Nerd on the Bus

How to be Honest with Data

And outsmart those who try to mislead you!

Recently I shared a series of posts on LinkedIn about staying honest when presenting data. Here’s a slightly deeper dive into what I shared and learned from the comments of fellow readers.

Be clear what you’re comparing to

“Senior Citizens in Atlanta are more likely to have poor access to transit.”

Piedmont Park in Atlanta. Photo by Kyle Sudu on Unsplash

It’s common to hear this type of comparison made to support a claim, but it’s misleading because on its own it doesn’t tell us enough information. You could interpret this in one of several distinct ways:

Seniors in Atlanta are more likely than seniors in other cities to have poor access to transit.
Seniors in Atlanta are more likely than people of other age groups to have poor access to transit.
Seniors in Atlanta are more likely to have poor rather than good access to transit.

These statements all mean somewhat different things and without more information, we can’t be sure what the speaker meant. Clarification will help reduce any misunderstandings. By the way, at least the first statement is true, according to a Transportation for America report documenting a growing problem of people aging in place in communities that lack good transit access.

Normalize Your Data with Caution

When you report data, you often need to normalize it: report it as a rate per capita, for example. But what you normalize it by is an important decision that can lead to very different outcomes.

In the post comments, a Bay Area acquaintance and I discussed how you should normalize the number of visitors to Golden Gate Park in San Francisco. It’s more difficult than it sounds, because normalizing by the number of residents ignores tourists who visit there, and anyway, which neighborhoods do you include in your population count?

Golden Gate Park. Photo by Jeffrey Eisen on Unsplash

I suggested that it depends on the context. In some cases, you don’t need to normalize – it’s not inaccurate to just say that Golden Gate Park has 12.4 million visitors per year. How you should normalize depends on what comparisons you are trying to draw. If you want to compare the popularity of Golden Gate Park to a park in a Bay Area suburb that fewer people have the chance to visit, it would be reasonable to normalize based on some combination of city residents and annual visitors to the city. If you want to compare it to a smaller park in San Francisco, you might want to normalize based on park acreage since the other park simply cannot hold as many people and does not touch as many neighborhoods.

Watch the Y-Axis

There are few easier ways to lie with data than by truncating the y-axis on a graph. Consider the following:

The graphs look very different, but the underlying data is the same. Someone who wanted to suggest that trail usage was growing very fast might opt for the first one, but that would be misleading. The bottom graph, though less exciting, is a more honest way to represent what’s going on. When in doubt, think about if the trend were reversed and usage went down: Would you be so keen to zoom in on the differences then?

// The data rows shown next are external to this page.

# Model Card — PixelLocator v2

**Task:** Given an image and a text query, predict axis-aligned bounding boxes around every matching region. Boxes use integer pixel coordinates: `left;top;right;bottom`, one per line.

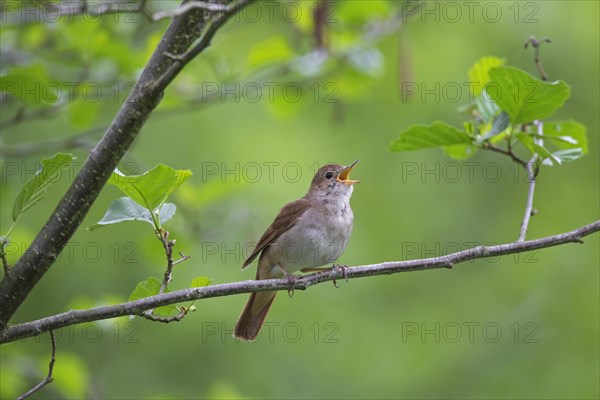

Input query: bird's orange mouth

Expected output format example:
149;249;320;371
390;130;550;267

336;160;360;185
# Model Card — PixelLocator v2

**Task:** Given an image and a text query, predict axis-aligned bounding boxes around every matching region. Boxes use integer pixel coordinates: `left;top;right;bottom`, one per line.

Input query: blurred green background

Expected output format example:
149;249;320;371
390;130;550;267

0;1;600;399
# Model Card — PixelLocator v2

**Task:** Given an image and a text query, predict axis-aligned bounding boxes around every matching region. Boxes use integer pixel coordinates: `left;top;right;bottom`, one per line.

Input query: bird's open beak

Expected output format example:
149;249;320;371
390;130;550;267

336;160;360;185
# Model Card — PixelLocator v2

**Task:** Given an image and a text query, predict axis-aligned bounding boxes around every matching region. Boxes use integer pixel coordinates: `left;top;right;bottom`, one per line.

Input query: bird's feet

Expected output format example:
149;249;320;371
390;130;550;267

280;267;298;298
331;264;348;288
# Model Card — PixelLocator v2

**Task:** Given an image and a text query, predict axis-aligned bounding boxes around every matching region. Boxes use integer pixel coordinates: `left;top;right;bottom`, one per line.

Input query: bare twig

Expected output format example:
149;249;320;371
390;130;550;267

0;250;10;275
483;142;527;168
163;0;252;70
0;0;251;331
0;220;600;343
517;36;550;242
517;159;537;242
152;1;237;21
525;36;551;81
17;331;56;400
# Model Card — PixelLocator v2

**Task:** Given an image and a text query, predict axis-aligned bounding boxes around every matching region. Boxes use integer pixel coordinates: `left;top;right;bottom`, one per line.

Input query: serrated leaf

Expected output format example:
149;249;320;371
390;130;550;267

68;96;100;129
533;143;561;165
515;132;560;165
482;111;510;140
486;67;571;125
12;153;75;221
544;120;588;154
190;276;212;288
129;276;179;316
389;121;473;151
108;164;192;210
443;144;477;160
87;197;177;231
469;56;505;96
475;90;500;123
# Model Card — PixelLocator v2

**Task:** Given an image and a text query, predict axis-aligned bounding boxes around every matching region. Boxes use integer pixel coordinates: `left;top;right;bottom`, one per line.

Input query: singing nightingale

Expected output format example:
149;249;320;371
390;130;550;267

233;160;360;341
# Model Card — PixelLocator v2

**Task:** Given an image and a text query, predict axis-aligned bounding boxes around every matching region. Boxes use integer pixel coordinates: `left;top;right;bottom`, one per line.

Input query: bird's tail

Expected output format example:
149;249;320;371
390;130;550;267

233;291;277;342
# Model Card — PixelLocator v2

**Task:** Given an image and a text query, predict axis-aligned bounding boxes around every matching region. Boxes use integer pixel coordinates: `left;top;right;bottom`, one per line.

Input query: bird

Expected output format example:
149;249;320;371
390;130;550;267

233;160;360;342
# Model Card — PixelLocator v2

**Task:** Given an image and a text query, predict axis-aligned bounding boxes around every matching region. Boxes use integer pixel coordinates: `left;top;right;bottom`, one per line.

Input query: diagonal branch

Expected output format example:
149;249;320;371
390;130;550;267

0;0;251;331
17;331;56;400
0;220;600;343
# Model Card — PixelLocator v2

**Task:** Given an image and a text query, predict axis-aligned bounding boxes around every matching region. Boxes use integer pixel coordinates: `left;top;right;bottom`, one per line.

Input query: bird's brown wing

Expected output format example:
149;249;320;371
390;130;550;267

242;197;310;269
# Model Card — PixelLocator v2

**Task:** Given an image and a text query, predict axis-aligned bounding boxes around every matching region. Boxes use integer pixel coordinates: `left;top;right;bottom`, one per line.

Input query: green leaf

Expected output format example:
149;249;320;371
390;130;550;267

108;164;192;210
87;197;177;231
515;132;561;165
552;149;583;163
544;120;588;154
129;276;173;315
190;276;212;288
443;144;477;160
248;36;294;67
486;67;571;125
129;276;161;301
68;96;100;129
0;63;58;107
389;121;473;151
12;153;75;222
469;56;505;96
481;111;510;140
475;90;500;123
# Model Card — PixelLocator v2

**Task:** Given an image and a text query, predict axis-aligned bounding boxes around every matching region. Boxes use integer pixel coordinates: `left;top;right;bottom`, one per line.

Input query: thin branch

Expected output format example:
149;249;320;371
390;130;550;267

0;0;152;26
17;331;56;400
142;228;190;324
0;0;250;331
483;142;527;169
0;220;600;343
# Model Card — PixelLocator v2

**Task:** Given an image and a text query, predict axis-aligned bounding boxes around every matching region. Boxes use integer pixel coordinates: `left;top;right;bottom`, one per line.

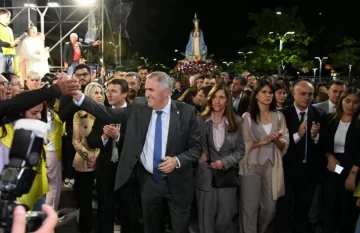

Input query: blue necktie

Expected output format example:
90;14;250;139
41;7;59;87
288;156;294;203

153;111;163;182
300;112;307;163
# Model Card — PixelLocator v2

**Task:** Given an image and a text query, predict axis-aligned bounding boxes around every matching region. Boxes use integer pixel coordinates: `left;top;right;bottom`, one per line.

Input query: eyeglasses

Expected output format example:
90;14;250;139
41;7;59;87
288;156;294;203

0;82;12;88
75;73;89;78
10;82;21;87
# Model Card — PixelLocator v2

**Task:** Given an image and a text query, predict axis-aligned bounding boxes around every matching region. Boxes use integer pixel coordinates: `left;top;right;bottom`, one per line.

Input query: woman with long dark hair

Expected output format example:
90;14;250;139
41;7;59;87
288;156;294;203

240;79;289;233
319;88;360;233
195;84;244;233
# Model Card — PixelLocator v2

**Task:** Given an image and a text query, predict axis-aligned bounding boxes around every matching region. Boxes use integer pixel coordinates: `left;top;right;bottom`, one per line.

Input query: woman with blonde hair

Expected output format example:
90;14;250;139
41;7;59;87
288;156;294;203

73;82;105;233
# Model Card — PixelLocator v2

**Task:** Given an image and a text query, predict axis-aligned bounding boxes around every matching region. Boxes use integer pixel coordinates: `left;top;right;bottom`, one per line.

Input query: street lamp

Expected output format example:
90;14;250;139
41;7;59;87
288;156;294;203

223;61;233;68
349;64;352;78
313;68;317;79
269;31;295;77
315;57;328;82
140;57;149;65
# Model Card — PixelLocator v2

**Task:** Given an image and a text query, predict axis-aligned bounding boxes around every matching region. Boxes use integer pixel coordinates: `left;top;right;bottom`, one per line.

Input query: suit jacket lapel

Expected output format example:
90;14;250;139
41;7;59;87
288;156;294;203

219;124;230;152
307;106;319;128
140;104;152;145
166;101;181;156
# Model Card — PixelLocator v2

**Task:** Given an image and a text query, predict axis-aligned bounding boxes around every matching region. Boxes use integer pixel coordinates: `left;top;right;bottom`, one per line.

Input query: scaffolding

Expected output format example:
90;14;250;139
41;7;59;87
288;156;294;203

7;0;115;70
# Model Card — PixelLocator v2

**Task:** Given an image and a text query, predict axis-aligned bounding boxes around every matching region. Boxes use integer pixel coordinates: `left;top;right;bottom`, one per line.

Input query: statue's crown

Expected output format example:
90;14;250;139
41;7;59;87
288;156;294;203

193;13;200;22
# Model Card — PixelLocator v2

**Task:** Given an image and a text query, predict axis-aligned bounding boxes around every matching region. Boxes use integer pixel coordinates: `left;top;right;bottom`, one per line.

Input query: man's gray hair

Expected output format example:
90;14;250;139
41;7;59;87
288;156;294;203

125;72;141;83
26;70;41;79
220;72;229;77
146;71;174;91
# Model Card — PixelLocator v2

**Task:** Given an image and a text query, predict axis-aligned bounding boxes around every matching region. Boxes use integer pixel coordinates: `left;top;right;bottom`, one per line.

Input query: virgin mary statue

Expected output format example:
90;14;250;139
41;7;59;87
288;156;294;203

185;14;207;61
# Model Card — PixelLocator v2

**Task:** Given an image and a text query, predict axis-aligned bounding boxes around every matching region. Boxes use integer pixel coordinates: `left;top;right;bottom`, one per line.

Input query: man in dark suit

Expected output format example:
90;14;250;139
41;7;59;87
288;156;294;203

63;33;100;77
73;72;201;233
309;80;346;229
276;80;325;233
87;79;137;233
231;76;251;117
313;80;346;113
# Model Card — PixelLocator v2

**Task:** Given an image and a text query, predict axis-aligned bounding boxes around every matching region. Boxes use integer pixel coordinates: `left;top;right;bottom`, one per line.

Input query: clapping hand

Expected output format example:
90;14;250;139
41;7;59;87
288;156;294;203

210;160;224;170
103;125;120;140
55;72;81;95
199;152;207;164
11;205;58;233
158;156;178;174
310;121;320;138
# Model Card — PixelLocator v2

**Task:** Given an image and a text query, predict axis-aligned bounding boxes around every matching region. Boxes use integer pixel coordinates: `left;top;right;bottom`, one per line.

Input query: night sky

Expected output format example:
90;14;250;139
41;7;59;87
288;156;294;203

128;0;360;64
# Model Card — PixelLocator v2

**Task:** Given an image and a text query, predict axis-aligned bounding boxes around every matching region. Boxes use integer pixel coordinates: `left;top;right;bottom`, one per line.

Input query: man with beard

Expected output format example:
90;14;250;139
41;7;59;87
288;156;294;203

59;64;91;188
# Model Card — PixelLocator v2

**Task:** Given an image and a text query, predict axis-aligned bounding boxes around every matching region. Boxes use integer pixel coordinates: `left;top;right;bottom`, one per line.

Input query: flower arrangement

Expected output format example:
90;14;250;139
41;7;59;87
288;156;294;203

172;60;221;80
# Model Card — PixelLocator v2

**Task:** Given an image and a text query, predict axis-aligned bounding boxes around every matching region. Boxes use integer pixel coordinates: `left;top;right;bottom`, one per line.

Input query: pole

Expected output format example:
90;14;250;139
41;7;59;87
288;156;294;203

101;0;105;67
59;8;63;70
119;24;121;66
319;59;322;82
278;39;284;77
349;65;352;78
36;7;49;35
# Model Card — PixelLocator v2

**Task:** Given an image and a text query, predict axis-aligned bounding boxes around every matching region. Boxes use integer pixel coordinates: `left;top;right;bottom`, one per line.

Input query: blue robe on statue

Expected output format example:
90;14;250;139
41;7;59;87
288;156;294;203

185;30;207;60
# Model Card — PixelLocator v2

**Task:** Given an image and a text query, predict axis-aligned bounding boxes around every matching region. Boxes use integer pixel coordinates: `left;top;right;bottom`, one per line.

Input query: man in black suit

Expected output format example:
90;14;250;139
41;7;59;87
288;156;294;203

This is up for some debate. Seth Long makes a compelling argument that whether you truncate depends on if the difference you’re representing is significant in your particular context. This may be true for certain audiences, but most readers will not read carefully enough to understand that nuance, even if they are very educated and warned about y-axis truncation in advance, so I still think that truncations should be very limited.

Give Context to Trends

The last tip refers to the way we report data that changes over time. When you are reporting a trend, be clear about the timeline you are referring to and don’t selectively report just the time period that makes you look good.

If bus on-time performance has been been on the decline for 10 months but it’s still higher than it was at this time last year, you should give that full context and not merely say that it’s up. Or if last month finally saw a drop in bike thefts after a year of climbing, be clear that the reversal is recent. An easy way to spot a red flag with this type of data is when a politician at election time reports favorable numbers from the last three months and not their full term.

“Bike share enrollments are up” is only true in a very limited timeframe.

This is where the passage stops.